Bangladesh is fast becoming an active pharmaceutical ingredient (API) market for Indian pharma companies and also an important part of the South Asia market business development plan.
The main reason for this is due to the fact that companies in Bangladesh have an aggressive formulation production strategy and are looking at India for the supply of bulk drugs. Among the big attractions is the good geographical connect and a consistent demand for APIs.
Companies like Bal Pharma, R L Fine Chem, Aurobindo Pharma, Sun Pharma, Ranbaxy, Lupin Ltd and JB Chemicals among others have a slice of the market.
While the close proximity to India, high quality standards make Bangladesh dependent on us, a key issue is the pricing pressure from China, said industry sources.
The need for APIs in the international arena is changing from a cost vulnerable model to a quality conscious platform. The biggest advantage for Indian pharma is the technical know-how and the state-of-the-art infrastructure which would create more opportunities, added industry experts.
India is looked up as a major hub for APIs. The country has the largest USFDA approved facilities besides being home to over 1,000 WHO approved production units. In spite of the prevalence of a stringent regulatory environment in Bangladesh, the large and medium pharma companies have managed to make a dent in the country.
India’s biotech major, Biocon has inked partnership deals with Bangladesh companies like Square Pharmaceuticals and Incepta Pharmaceuticals to be a single source supplier for APIs.
Biocon has been a key supplier to these markets with its range of APIs in the cardiovascular, statins, immunosuppressants, diabetes and nephrology said Rakesh Bamzai, president, marketing, , Biocon Ltd.
The scope is tremendous and the potential for Indian companies to exploit the opportunities is significant for bulk drugs. This is backed by Bangladesh’s sound formulation development plans put forth by its local producers, he added.
With the rise in purchasing power of the people in that country, there has been a rising incidence of life style disorders.
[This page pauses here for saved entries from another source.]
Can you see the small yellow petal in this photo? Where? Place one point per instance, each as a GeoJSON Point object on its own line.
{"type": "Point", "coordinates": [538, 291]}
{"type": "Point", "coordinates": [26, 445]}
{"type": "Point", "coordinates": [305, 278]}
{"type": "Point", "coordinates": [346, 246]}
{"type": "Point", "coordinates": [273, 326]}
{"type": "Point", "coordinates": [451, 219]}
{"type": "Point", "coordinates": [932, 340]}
The government of Bangladesh has also supported a robust healthcare system which calls for in-house development of formulations. All these factors have helped in increasing the demandof a range of APIs for varied therapeutics, said Bamzai.
In order to grow its business in the region and to augment its revenues from the country, Indian pharma companies will have to initiate a dialogue with the Ministry of Health in Bangladesh through the government of India to open up opportunities for Indian formulations. “While India is a major exporter to the US and Europe, only Bangladesh market is shut for formulations pointed out Bamzai.
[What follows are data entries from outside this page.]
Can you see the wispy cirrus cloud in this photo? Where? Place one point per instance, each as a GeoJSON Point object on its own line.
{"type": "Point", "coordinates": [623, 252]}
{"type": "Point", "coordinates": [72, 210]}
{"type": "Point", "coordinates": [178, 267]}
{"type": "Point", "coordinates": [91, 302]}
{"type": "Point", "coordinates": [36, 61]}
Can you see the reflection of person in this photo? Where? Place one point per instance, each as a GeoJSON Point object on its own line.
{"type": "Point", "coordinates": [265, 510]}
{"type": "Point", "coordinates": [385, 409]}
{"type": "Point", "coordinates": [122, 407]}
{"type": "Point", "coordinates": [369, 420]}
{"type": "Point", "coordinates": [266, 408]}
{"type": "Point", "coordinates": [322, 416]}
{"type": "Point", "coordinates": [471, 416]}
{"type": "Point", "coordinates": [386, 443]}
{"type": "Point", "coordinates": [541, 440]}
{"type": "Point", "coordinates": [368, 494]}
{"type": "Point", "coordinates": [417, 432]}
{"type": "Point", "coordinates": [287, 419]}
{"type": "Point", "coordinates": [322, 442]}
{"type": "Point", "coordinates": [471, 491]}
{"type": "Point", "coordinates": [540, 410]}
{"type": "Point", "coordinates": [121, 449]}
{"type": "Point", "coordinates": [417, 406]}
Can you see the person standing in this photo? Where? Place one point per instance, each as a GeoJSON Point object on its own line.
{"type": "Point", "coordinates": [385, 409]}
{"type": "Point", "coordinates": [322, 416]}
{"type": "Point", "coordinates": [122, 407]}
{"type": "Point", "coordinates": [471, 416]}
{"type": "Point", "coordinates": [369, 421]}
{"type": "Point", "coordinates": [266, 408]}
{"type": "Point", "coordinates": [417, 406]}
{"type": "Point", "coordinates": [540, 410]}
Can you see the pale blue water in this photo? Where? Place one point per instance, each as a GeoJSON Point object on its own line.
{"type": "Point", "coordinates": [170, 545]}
The main advantage for the success of Indian pharma in the region is the high quality standards and the drug master file submissions. This has created confidence in the Indian companies to supply APIs, said Archana Dubey Mitra, associate vice president, API & Exports, Bal Pharma Ltd.
In the case of Bal Pharma, its key APIs marketed in the region are Adapalene and Gliclazide only. “We are in discussion for products like Levobunolol HCL an Anti Glaucoma, Benzydamine HC, Gliclazide, Tolterodine Tartrate, Bepotastine Besylate, Ebastine , Voglibose, Pregabalin and Topiramate”, she said.
Although Indian pharma is bullish about Bangladesh markets, companies are bogged down by the massive cost cutting in negotiations. There is cut - throat competition and companies from China, Mitra added.
Bal Pharma is also keen to market formulations in Bangladesh but now is only focusing on APIs. In fact the company has two representatives handling the region as the market demands a constant physical presence. However, it is also in the region through agents, she said.
There are also opportunities for Indian API majors in the space of antibiotics as there are constant bouts of infectious diseases. India, known for its range of antibiotics and antipyretics and pain management drugs can find a slot to trade in the region , according to sources.
However the market is only open for APIs. For many companies, Bangladesh is not attractive primarily because they are not able to reach the right product to the right people. The high barriers of trade protectionism makes Indian companies to have a relook at their export options to the region. Many companies have stopped doing business in the region because of poor return on investment, driven by stiff competition, low pricing giving no scope for survival in the region, said industry sources.
The way forward to maximize the presence in the region is to adopt a collaborative approach opined sources.